In the trenches with Thomas Gleixner, real-time Linux kernel patch set

9536

Jason Perlow, Editorial Director at the Linux Foundation interviews Thomas Gleixner, Linux Foundation Fellow, CTO of Linutronix GmbH, and project leader of the PREEMPT_RT real-time kernel patch set.

JP: Greetings, Thomas! It’s great to have you here this morning — although for you, it’s getting late in the afternoon in Germany. So PREEMPT_RT, the real-time patch set for the kernel is a fascinating project because it has some very important use-cases that most people who use Linux-based systems may not be aware of. First of all, can you tell me what “Real-Time” truly means? 

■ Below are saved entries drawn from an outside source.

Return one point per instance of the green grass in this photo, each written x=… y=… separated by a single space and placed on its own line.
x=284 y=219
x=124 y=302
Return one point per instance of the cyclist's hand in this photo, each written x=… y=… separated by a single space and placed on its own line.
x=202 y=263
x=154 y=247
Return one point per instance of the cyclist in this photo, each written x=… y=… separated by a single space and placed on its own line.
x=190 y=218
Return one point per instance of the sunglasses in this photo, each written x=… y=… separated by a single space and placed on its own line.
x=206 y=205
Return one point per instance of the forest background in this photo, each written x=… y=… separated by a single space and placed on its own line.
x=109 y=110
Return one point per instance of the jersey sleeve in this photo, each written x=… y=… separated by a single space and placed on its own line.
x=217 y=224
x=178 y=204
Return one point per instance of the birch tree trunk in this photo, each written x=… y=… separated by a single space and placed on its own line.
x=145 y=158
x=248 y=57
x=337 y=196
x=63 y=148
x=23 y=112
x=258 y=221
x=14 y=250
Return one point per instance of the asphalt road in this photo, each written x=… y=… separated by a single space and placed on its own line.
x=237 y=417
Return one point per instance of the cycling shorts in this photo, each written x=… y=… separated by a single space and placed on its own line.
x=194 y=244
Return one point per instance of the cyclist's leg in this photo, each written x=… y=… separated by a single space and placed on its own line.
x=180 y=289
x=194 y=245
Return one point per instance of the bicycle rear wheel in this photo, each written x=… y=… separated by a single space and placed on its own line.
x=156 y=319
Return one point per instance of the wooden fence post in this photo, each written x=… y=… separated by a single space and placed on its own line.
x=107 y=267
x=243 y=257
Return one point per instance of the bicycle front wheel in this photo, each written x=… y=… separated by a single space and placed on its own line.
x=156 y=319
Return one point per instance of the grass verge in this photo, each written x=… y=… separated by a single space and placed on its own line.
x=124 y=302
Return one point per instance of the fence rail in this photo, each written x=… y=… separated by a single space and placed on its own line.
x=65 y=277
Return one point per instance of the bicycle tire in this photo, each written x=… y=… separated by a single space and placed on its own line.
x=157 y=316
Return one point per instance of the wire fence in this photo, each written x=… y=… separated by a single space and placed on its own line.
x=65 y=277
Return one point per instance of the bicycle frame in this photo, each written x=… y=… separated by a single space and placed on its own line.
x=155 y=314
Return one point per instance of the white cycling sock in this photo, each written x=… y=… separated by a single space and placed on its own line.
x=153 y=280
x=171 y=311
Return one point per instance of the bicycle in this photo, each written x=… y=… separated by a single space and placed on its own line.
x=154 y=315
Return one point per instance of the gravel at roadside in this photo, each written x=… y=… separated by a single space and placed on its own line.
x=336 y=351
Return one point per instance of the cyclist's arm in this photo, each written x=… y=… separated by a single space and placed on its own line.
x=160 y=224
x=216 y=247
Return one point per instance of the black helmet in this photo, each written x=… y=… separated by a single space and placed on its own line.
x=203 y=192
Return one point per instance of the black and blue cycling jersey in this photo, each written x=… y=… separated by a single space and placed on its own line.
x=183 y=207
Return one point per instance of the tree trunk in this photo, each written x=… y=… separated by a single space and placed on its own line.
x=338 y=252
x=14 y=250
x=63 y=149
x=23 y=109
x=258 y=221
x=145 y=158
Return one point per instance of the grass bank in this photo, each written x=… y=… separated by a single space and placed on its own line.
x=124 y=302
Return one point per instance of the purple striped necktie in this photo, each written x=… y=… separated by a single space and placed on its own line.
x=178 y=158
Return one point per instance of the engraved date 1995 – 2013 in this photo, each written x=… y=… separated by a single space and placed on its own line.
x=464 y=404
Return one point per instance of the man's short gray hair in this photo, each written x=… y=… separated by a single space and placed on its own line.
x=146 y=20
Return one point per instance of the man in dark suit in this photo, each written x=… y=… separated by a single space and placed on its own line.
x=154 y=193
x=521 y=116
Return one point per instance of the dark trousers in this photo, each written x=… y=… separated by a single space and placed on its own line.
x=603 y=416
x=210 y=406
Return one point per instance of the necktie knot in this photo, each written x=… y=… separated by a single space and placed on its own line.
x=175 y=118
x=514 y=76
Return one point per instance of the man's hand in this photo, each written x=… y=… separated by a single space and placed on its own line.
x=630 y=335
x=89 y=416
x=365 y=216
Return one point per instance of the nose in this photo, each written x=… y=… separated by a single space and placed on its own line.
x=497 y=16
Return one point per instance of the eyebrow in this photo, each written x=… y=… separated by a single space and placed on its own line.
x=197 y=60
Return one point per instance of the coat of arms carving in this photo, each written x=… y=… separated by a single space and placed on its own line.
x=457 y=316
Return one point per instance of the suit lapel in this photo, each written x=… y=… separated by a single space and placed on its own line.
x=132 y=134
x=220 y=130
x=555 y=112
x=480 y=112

TG: Real-Time in the context of operating systems means that the operating system provides mechanisms to guarantee that the associated real-time task processes an event within a specified period of time. Real-Time is often confused with “really fast.” The late Prof. Doug Niehaus explained it this way: “Real-Time is not as fast as possible; it is as fast as specified.”

The specified time constraint is application-dependent. A control loop for a water treatment plant can have comparatively large time constraints measured in seconds or even minutes, while a robotics control loop has time constraints in the range of microseconds. But for both scenarios missing the deadline at which the computation has to be finished can result in malfunction. For some application scenarios, missing the deadline can have fatal consequences.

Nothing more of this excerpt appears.